When Newton published his work, it scandalized such illustrious people as Leibniz (Leibniz is someone who can easily give any intellectual a run for his or her money, in any era), Huygens (another heavyweight), Robert Boyle, and last but not the least Newton (the greatest scientist of them all) himself.

Huygens and Leibniz explicitly rejected Newton’s “mystical” theory because it was “incompatible with the laws of mechanics”. They criticized him for reintroducing “occult” forces into science, from which science of course had extricated itself after great advancements. They felt the that theory of gravitation was a “treason against the good cause of natural science”

And the most striking judgement came from the supreme philosopher, David Hume. Hume said: “Newton restored nature’s ultimate secrets to that obscurity, in which they ever did, and ever will remain” !!!??? Hume was of course right! But this is not what we say about Newton these days, is it? Or even contrast Hume with someone from the same generation, Alexandre Pope, who was a poet (and not a philosopher or a scientist). Pope waxed lyrical about Newton: “Nature and nature’s laws lay hid in Night/God said, ‘Let Newton be!’ and all was light”

Due to the success of Newton’s theory in accounting for experiential and experimental data, it was Pope’s judgement on Newton, rather than Hume’s, which came to be commonly accepted. Newton’s theory became standard, and gradually became ‘common sense’. We discovered that we had to lower our standards of intelligibility. Things could not be explained in physical/mechanical/material terms. After Newton there was no longer any meaningful definition of the term physical or material. Was the force of gravity “physical”/ “material”?  In fact, as science progressed further after Newton, with concepts such as electrical and magnetic “fields”, and later on concepts as exotic as “curved space time”, becoming comfortable tools in the toolbox of scientists, the notion that the world is ‘physical’ (whatever that means) forever disappeared from the sciences.

But this is something that many people (including many philosophers and scientists) either do not remember or do not seem to be cognizant of. (Of course, with Quantum mechanics, we have had to further lower our standards of intelligibility).

(Endnote: The ideas in this post have been inspired by the writings of Steven Weinberg, Noam Chomsky, I. Bernard Cohen and Peter Dear) 

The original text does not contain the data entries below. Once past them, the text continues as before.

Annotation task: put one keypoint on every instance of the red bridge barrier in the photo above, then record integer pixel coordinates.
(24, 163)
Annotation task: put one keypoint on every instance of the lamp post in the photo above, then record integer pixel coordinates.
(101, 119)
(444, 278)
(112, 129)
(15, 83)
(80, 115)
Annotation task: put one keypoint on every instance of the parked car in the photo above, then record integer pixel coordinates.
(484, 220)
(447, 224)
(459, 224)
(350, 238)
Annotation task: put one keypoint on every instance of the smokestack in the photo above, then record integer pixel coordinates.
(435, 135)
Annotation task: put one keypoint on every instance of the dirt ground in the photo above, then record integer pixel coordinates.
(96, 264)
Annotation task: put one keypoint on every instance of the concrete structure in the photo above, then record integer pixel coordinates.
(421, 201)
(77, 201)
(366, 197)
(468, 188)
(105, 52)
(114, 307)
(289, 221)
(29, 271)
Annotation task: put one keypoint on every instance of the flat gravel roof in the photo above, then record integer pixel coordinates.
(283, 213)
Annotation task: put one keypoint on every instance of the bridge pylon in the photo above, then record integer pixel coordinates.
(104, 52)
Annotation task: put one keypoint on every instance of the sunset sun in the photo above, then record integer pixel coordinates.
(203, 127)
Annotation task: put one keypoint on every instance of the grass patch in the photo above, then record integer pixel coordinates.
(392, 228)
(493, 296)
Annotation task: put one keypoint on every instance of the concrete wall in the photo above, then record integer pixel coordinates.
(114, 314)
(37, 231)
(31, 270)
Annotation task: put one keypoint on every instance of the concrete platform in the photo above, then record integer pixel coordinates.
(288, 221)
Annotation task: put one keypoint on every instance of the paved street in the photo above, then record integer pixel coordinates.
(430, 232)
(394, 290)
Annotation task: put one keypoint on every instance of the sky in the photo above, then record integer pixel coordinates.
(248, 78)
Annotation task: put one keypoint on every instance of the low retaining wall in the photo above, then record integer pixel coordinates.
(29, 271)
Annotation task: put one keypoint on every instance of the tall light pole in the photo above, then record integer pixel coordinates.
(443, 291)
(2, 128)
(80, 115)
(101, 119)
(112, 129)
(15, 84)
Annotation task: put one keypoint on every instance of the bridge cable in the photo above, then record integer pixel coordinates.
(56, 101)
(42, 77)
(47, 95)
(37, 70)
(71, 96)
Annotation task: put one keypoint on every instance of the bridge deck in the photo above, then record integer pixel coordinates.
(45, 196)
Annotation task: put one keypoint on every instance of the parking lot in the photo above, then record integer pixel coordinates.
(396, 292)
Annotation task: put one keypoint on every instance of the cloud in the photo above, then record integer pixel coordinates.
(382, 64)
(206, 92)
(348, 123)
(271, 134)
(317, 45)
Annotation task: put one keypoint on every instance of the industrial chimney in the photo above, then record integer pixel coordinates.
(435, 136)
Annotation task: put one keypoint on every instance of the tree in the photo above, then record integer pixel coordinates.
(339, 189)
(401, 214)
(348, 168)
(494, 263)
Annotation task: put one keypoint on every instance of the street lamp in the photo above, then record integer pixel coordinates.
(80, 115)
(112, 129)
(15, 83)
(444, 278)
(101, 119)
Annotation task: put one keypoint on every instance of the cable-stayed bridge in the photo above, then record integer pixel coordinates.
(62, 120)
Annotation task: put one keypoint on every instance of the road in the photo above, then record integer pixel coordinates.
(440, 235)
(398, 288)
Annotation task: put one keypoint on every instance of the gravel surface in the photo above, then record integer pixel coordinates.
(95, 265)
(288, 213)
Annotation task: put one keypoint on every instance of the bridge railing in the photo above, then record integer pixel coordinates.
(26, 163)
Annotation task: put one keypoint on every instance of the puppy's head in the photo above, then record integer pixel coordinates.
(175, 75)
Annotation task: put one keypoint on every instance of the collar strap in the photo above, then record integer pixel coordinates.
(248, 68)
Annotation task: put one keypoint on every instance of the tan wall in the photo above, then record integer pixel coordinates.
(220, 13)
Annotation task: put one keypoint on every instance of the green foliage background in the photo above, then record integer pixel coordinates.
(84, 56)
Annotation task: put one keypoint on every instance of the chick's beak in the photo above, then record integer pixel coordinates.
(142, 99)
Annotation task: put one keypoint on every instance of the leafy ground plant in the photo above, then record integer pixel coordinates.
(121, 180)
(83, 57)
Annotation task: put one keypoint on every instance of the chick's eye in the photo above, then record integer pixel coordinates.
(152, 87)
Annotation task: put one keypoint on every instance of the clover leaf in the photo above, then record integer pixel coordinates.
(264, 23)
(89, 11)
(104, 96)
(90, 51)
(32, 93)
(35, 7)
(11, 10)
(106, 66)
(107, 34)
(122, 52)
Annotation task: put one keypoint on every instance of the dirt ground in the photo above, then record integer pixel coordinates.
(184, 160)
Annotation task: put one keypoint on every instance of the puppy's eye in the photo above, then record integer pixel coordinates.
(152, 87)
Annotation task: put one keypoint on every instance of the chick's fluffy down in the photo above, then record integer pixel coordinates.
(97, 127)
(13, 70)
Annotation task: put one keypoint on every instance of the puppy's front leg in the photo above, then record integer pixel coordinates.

This sentence is due to Noam Chomsky

3 responses to “Newton’s ‘Quantum Revolution’ and the Death Knell of Materialism”

  1. […] early as Newton, and not in the beginning of the 20th century. I refer the reader to this post on Newton’s revolution for a more detailed discussion of this […]

  2. Great summary. It’s remarkable that this is only a sideline in Chomsky’s philosophy (and Chomsky is one of these few people who today represents the broad pre-20th century sense of philosopher) … it’s strange that this is not generally appreciated, even by the philosophers of science, with the gravity that Chomsky (and I presume the others you mention) explains it: this is a question which goes right to the heart of who we are as human beings.

    1. Yes, it is remarkable indeed. I have said this many times in the past and will say it again: we will only truly realize how great a mind he really was when he is no longer with us.